Europe starts ramping up gas storage volumes

Europe is now placing natural gas in storage following the end of the winter heating season, ahead of stringent EU refill targets over the summers that member states are pushing to make more flexible to avoid high costs.
Some 250mn cubic metres of gas was injected into storage on April 5, while only 34 mcm was withdrawn, according to Gas Infrastructure Europe. On April 6, a further 195 mcm was injected and 67 mcm withdrawn. Storage facilities have now been filled to 35% of capacity.
This is about 10.5 percentage points lower than the five-year average for the date. Europe withdrew significantly more gas in the early months of 2025 versus previous years, because of colder temperatures, low wind speeds and the end of Russian gas transit through Ukraine on January 1.
This has also driven up gas prices. Fortunately, though, gas prices fell below $400 per 1,000 cubic metres on April 7 for the first time since last September, lowering refill costs.

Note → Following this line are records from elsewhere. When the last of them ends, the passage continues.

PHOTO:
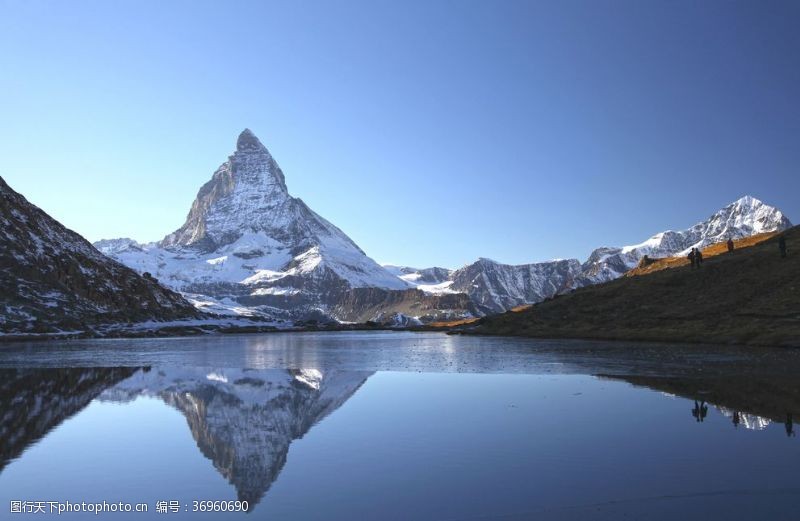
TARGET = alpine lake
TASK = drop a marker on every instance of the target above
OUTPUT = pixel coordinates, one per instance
(397, 425)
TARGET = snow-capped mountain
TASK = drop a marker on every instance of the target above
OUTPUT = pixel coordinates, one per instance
(495, 287)
(742, 218)
(244, 420)
(52, 279)
(249, 245)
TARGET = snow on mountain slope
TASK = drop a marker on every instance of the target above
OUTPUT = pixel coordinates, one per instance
(435, 281)
(495, 287)
(248, 242)
(745, 217)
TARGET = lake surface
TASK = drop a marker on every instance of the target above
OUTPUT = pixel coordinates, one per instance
(399, 426)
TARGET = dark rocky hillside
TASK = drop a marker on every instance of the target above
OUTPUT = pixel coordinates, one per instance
(52, 279)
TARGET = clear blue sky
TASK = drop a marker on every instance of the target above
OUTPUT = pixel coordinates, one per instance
(432, 132)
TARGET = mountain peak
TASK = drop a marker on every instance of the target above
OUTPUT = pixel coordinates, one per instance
(248, 142)
(748, 201)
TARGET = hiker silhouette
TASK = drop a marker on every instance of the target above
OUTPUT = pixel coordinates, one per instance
(700, 411)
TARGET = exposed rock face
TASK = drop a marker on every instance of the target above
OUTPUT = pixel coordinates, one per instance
(247, 242)
(52, 279)
(496, 287)
(245, 420)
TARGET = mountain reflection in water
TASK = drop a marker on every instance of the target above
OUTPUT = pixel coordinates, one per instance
(751, 403)
(245, 420)
(242, 420)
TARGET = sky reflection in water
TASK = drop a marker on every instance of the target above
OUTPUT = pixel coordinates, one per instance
(311, 443)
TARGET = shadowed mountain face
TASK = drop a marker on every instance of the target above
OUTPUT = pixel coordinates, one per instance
(35, 401)
(51, 278)
(245, 420)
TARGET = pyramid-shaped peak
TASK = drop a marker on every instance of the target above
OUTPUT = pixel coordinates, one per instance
(248, 142)
(748, 200)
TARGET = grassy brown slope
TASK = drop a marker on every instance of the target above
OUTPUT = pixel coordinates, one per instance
(708, 252)
(749, 296)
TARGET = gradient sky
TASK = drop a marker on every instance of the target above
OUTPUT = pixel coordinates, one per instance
(431, 132)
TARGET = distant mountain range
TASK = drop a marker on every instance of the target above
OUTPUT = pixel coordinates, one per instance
(496, 287)
(249, 248)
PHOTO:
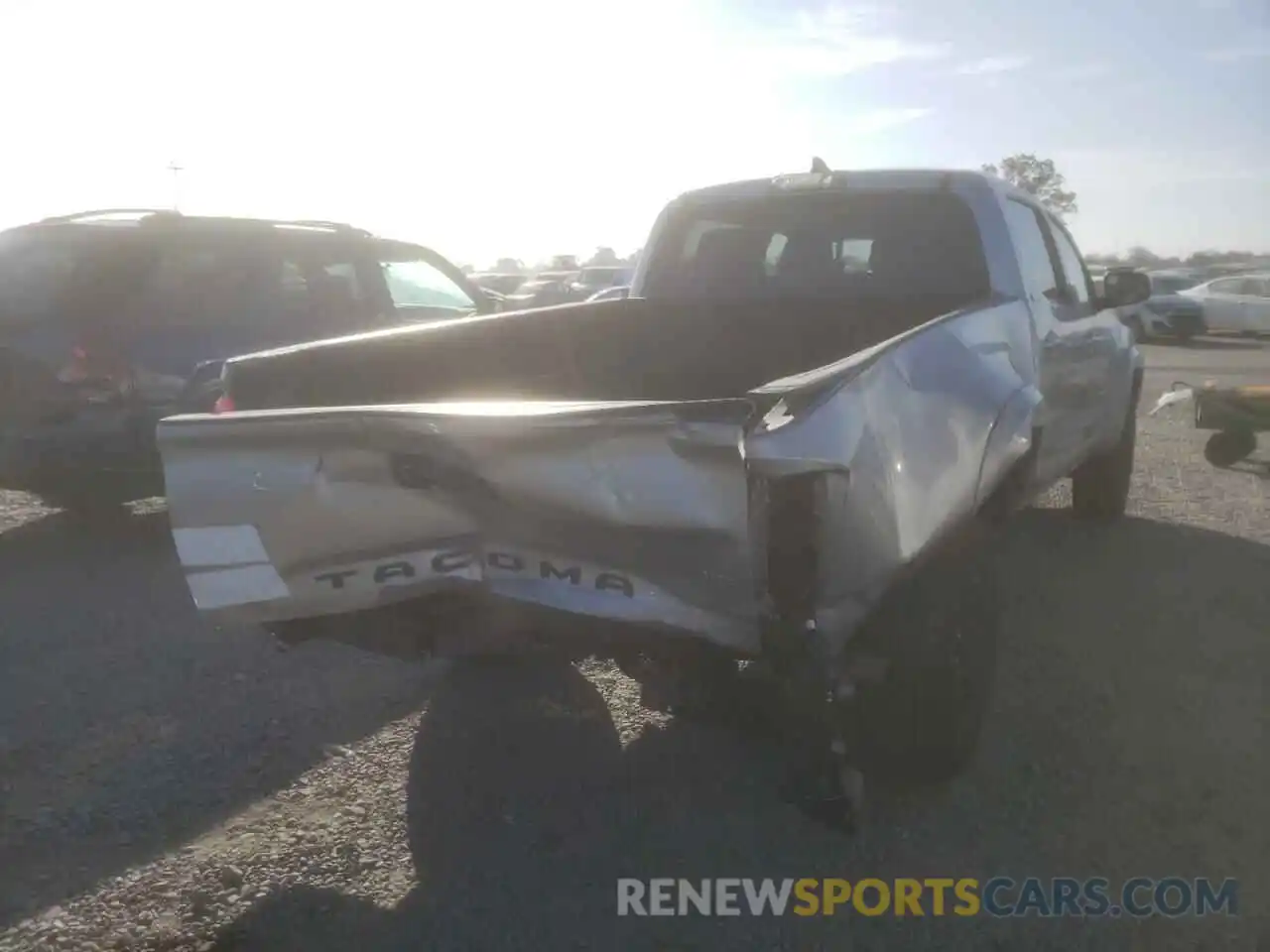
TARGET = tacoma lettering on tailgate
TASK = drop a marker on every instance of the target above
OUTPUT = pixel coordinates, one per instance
(448, 562)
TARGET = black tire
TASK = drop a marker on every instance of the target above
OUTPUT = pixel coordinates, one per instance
(1228, 447)
(938, 634)
(1100, 486)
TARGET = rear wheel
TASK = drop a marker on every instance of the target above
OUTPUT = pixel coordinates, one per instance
(938, 635)
(1228, 447)
(1100, 486)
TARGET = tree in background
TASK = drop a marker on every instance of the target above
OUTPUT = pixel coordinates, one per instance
(1039, 178)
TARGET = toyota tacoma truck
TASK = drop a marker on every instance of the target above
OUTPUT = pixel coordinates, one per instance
(790, 445)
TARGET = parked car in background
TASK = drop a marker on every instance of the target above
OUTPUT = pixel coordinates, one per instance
(1166, 313)
(616, 294)
(112, 320)
(1238, 303)
(541, 291)
(502, 282)
(597, 278)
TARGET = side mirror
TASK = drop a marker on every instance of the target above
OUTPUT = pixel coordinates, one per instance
(1121, 289)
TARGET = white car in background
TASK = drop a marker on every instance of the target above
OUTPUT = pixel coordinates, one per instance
(1236, 303)
(1167, 312)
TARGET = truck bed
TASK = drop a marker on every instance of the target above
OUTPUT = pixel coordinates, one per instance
(695, 515)
(631, 349)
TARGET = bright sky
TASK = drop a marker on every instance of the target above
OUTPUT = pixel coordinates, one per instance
(490, 127)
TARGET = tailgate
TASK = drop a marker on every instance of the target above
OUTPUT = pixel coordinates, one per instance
(626, 511)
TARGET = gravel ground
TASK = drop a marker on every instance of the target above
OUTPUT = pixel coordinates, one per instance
(167, 787)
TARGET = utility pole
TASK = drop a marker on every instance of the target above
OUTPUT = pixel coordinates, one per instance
(176, 184)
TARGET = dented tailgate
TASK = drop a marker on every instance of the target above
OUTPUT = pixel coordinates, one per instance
(626, 511)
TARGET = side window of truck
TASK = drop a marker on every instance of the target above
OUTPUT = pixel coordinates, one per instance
(1075, 273)
(1035, 259)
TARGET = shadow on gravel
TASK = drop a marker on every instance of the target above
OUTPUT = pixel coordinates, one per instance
(1128, 714)
(127, 726)
(1210, 343)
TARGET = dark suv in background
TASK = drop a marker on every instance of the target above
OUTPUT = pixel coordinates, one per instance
(112, 320)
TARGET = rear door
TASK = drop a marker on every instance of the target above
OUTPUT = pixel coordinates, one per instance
(1095, 334)
(1062, 339)
(1259, 304)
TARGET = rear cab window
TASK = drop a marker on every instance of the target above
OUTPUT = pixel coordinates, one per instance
(875, 244)
(35, 267)
(418, 286)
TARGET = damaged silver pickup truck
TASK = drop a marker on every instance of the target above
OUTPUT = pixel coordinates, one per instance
(789, 444)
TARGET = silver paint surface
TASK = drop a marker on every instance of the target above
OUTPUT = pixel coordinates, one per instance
(912, 435)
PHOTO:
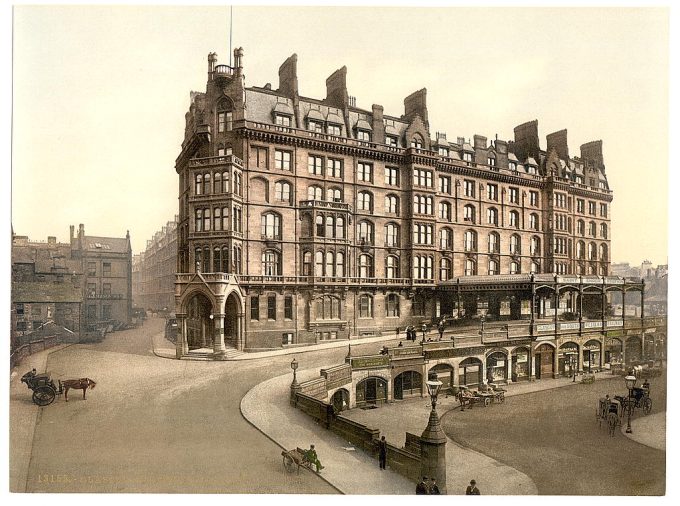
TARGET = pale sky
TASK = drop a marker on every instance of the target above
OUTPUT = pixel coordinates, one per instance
(100, 93)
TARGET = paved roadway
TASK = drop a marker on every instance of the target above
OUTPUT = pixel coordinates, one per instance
(553, 437)
(158, 425)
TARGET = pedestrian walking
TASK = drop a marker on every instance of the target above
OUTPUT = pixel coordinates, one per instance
(472, 488)
(421, 488)
(382, 453)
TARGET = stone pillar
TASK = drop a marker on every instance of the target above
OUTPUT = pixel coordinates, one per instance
(219, 349)
(240, 338)
(181, 344)
(433, 451)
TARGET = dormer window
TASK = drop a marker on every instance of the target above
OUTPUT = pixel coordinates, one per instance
(315, 126)
(364, 135)
(282, 120)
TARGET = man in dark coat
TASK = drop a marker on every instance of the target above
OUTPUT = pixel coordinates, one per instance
(421, 488)
(472, 489)
(382, 452)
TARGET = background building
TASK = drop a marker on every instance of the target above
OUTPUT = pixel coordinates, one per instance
(155, 285)
(305, 219)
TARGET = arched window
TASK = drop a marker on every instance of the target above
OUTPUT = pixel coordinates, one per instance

This is the result of warmer temperatures and concerns about the economic implications of a global trade war, following the Trump administration’s introduction of mass tariffs.
In a typical year, European gas prices drop during the summer months because of a lull in demand, and this provides an economic incentive for companies to buy gas for placement in storage for withdrawal in winter, when prices are higher.
This is not the case this year, however, with gas priced at roughly the same level as now throughout summer and winter. This is because of EU storage targets, set across the summer with the ultimate goal of each member state filling their facilities to 90% of capacity by November 1.
While this well-intentioned policy was introduced in 2022 to help avoid winter gas shortages following Russia’s significant cuts in pipeline supply, it is fuelling bullish price sentiment this summer. Sources in the gas industry have complained to NewsBase that the policy gives an undue advantage to gas sellers, as they know when and how much gas buyers need to purchase for storage.
Member states have been pushing for the storage targets to be relaxed for several months, but Brussels is yet to make any changes to the regulation. Changes could be made to the November 1 target if new rules are finalised and published before that date, Reuters reported on April 4, citing diplomatic sources.
EU countries are set to agree a joint position on the issue next week, after which they will enter negotiations with the European Parliament to finalise the law.
According to Reuters, member states want to be able to miss the 90% by November 1 target by up to five percentage points if this can be justified by “unfavourable” market conditions. But some, including Germany, which boasts the largest gas storage capacity in Europe, want a bigger allowance of 10 percentage points.